Gregory J. Heym
Executive Vice President, Chief Economist
By JOSH BARBANEL
Sale prices for Manhattan apartments fell in the last quarter of 2006, while the pace of sales was reported to be strong and the backlog of unsold apartments fell, according to several market studies released yesterday by large real estate brokerage firms.
The new quarterly numbers led brokers and market analysts to conclude that the Manhattan real estate market — with its legendary high prices — appeared to have so far escaped the worst of the real estate market excesses, like large price cuts by developers, reported across the country.
“It shows us that we hit the soft landing that a lot of people were hoping for,” said Gregory J. Heym, an economist who prepared market studies for two brokerage firms, Brown Harris Stevens and Halstead Property.
The new figures were also reported in a series of competitive and sometimes contradictory studies. One report, released by Prudential Douglas Elliman, reported a 5 percent decline in the average apartment sale price, compared with the previous quarter, while one by the Corcoran Group put the decline at 1.5 percent. Both put the average sale price for all apartments at more than $1.2 million.
A third study by Mr. Heym showed that average apartment prices actually increased by 5 percent from the prior quarter. But even this study showed weakness in the market. It found that prices for co-ops, the older apartments that make up most of Manhattan’s residential real estate, declined by 5 percent, with these declines offset by increased sale prices for condominiums. He said more than half the sales were in new luxury buildings that command premium prices.
Yet what heartened many market watchers was the market’s overall stability, and the rising sales, according to the Prudential report, in what is traditionally a weak quarter. Average prices were higher last quarter than they were in the same quarter a year ago. For all of 2006, average prices were also higher than the previous year, which included the peak quarters of the recent real estate boom.
At the end of December, the Prudential report found that the backlog of unsold apartments had dropped to 5,934 from 7,623, a decline of 22 percent and slightly below the inventory reported a year before, as apartments were sold and overpriced apartments were taken off the market.
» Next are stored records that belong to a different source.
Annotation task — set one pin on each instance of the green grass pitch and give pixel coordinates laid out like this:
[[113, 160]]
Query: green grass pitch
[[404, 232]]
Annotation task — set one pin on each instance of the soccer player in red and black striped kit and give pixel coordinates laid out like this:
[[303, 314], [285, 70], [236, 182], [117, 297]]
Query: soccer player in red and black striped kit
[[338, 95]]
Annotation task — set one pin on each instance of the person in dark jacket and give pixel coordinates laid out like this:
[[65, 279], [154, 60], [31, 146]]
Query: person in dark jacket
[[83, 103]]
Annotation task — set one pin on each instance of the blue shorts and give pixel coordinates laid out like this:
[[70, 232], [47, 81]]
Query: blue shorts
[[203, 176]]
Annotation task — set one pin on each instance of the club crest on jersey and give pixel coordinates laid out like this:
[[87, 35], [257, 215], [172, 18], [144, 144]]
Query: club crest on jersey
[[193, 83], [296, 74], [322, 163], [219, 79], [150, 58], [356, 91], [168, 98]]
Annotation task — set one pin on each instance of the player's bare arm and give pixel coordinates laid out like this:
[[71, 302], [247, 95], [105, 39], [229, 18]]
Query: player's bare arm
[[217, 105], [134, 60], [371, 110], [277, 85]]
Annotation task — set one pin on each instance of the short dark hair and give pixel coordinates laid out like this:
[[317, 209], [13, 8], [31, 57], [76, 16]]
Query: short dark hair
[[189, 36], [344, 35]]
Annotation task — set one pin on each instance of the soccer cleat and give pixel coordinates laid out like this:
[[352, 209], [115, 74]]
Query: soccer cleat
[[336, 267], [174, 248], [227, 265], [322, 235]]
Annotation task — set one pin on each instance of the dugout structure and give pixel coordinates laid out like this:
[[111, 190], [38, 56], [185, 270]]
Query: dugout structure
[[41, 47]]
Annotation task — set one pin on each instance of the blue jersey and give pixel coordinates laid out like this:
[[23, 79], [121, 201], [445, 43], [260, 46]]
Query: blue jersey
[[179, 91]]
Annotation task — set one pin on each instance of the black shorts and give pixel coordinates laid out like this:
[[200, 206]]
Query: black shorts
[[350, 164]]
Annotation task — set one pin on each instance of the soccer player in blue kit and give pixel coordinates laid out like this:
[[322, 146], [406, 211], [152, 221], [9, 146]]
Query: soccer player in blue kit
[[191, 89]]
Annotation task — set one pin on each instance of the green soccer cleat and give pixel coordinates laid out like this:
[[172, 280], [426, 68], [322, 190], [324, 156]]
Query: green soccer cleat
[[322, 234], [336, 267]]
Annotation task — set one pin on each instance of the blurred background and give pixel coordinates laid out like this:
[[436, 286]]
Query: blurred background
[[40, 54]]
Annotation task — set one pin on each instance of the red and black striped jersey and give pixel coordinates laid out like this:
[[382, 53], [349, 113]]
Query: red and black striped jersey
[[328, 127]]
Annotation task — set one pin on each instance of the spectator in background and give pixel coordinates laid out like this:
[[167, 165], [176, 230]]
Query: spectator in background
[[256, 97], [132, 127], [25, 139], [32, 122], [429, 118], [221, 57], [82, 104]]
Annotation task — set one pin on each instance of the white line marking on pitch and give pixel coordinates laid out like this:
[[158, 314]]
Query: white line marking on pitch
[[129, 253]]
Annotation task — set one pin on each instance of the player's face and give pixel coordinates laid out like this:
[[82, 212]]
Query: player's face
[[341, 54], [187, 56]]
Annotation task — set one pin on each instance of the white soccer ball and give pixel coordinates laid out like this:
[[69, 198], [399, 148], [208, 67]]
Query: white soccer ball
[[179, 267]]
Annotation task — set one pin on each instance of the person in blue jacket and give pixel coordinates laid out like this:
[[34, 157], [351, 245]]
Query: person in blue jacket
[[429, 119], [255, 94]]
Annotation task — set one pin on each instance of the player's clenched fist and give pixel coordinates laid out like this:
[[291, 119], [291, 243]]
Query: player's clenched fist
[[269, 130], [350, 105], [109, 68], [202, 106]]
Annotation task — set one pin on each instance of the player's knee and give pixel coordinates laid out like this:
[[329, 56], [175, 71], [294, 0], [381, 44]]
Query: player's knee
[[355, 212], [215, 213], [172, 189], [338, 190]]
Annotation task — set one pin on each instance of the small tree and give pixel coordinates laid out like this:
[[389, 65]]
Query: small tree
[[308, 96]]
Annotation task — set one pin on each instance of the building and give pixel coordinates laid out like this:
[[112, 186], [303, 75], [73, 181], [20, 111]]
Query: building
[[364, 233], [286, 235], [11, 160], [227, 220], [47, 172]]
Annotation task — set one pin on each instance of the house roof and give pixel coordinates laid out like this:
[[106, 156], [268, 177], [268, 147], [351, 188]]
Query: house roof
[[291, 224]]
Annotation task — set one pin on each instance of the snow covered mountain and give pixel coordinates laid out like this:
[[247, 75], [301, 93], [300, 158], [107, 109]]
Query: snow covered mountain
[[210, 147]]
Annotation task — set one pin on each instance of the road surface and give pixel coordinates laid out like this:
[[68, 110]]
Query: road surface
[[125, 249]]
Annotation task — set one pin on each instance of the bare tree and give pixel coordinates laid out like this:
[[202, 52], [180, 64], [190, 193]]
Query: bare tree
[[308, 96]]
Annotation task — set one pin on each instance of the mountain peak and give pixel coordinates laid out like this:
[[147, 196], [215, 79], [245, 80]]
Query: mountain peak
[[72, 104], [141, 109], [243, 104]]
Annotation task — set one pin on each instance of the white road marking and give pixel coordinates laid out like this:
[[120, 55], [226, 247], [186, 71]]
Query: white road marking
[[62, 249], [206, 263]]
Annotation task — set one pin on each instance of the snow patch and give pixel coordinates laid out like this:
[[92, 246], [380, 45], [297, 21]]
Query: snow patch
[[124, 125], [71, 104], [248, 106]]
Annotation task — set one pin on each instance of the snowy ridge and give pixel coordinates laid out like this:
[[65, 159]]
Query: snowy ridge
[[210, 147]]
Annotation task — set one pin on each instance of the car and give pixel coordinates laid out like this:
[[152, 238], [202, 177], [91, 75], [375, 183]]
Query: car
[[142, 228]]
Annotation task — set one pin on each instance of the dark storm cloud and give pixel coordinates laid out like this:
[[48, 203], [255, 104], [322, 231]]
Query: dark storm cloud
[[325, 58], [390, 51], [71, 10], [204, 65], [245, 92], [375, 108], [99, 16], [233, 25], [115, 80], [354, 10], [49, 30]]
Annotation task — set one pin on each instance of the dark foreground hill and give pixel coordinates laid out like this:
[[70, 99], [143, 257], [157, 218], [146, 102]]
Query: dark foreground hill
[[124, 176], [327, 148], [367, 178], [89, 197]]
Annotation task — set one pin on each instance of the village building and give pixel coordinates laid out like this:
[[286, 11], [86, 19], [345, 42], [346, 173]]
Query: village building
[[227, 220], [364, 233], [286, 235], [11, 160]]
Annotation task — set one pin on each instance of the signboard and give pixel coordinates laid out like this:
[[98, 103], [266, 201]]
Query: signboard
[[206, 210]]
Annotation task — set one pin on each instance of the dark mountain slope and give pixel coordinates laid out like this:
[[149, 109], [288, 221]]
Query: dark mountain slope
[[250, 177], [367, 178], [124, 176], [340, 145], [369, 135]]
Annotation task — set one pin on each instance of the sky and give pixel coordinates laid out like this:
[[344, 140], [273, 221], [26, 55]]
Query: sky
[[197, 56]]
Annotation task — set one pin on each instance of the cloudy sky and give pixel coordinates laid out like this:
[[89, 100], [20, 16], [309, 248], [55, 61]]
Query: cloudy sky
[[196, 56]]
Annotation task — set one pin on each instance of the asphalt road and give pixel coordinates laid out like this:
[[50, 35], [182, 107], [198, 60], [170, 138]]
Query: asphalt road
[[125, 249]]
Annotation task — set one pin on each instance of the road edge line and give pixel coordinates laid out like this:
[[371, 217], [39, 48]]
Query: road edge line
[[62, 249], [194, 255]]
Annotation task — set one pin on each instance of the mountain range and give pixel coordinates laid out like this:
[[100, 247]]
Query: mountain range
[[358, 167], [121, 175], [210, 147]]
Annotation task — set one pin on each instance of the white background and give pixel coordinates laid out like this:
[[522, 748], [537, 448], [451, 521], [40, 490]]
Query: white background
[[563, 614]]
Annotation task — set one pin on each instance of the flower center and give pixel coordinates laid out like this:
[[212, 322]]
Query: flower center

At the same time, the Prudential report tracked 2,441 sales in the last quarter of 2006, an increase of 15.5 percent from the prior quarter and a 55 percent increase from the fourth quarter of 2005.
Jonathan J. Miller, an appraiser and president of Miller Samuel Inc., prepared the Prudential report. He said some of the increase in sales might be exaggerated because of improved reporting by New York City, which last summer began providing sales information for previously undisclosed co-op sales. But he said that the increase in reported sales was the largest he had seen in several years, especially in the fourth quarter when sales typically decline an average of 8 percent.
But he said that he believed the market was strengthening and that it was now “just barely” a buyer’s market, but one in which buyers were frustrated because sellers were not making significant concessions. He found that the average discount from the final asking price for an apartment fell to 2.8 percent from 4 percent in the previous quarter.
Pamela Liebman, president of the Corcoran Group, said that sellers are now generally pricing their apartments realistically, and that with the economy strong and Wall Street bonuses high, “the psychology of the market is very positive.”
“The big story here is the story that never happened,” she said. “The story was supposed to be that prices would crash in 2006, and a strong buyer’s market will emerge. Buyers can certainly pick and choose, but those who think they are going to have a field day out there right now are mistaken.”
Ms. Liebman said the fear of a price collapse caused by a construction boom has not been borne out so far, and the outlook remained good for this year. She said several thousand planned condominiums have instead been turned into hotels and office buildings, as hotel profits and office rentals have risen.
The trends in the Manhattan real estate market have always been something of a puzzle, since the average and median prices tend to move up and down with the changing mix of large and small apartments and of apartments in old and new buildings.
In addition, the various market studies augment public records of sales with private databases compiled by brokers and appraisers of recent closings that have not yet been reported by the city.
New building sales also distort the data, since sales often close up to a year or more after they go to contract. Ms. Liebman predicted that average sale prices would rise next year as contracts already signed at new expensive luxury buildings with multiple sales of more than $10 million, like 15 Central Park West and the Plaza on Fifth Avenue, are completed.
Several reports showed significant price increases in very large apartments with four or more bedrooms and in studios. The reports generally showed the largest increases in very large apartments with four or more bedrooms, with declines in average prices for two-bedroom apartments, which still averaged above $1.5 million per apartment.
Overall, 2006 ended with an average price increase of 6 percent over the previous year’s sales, Mr. Miller said, while the median went up by 11 percent.
Mr. Heym, the economist at Halstead and Brown Harris Stevens, attributed the continued strength of the market to the local economy, which he said has produced more jobs last year than in any year since the 2000 boom, and that interest rates that have remained low. Mr. Heym said, “2006 turned out to be a really good year, much better than people thought.”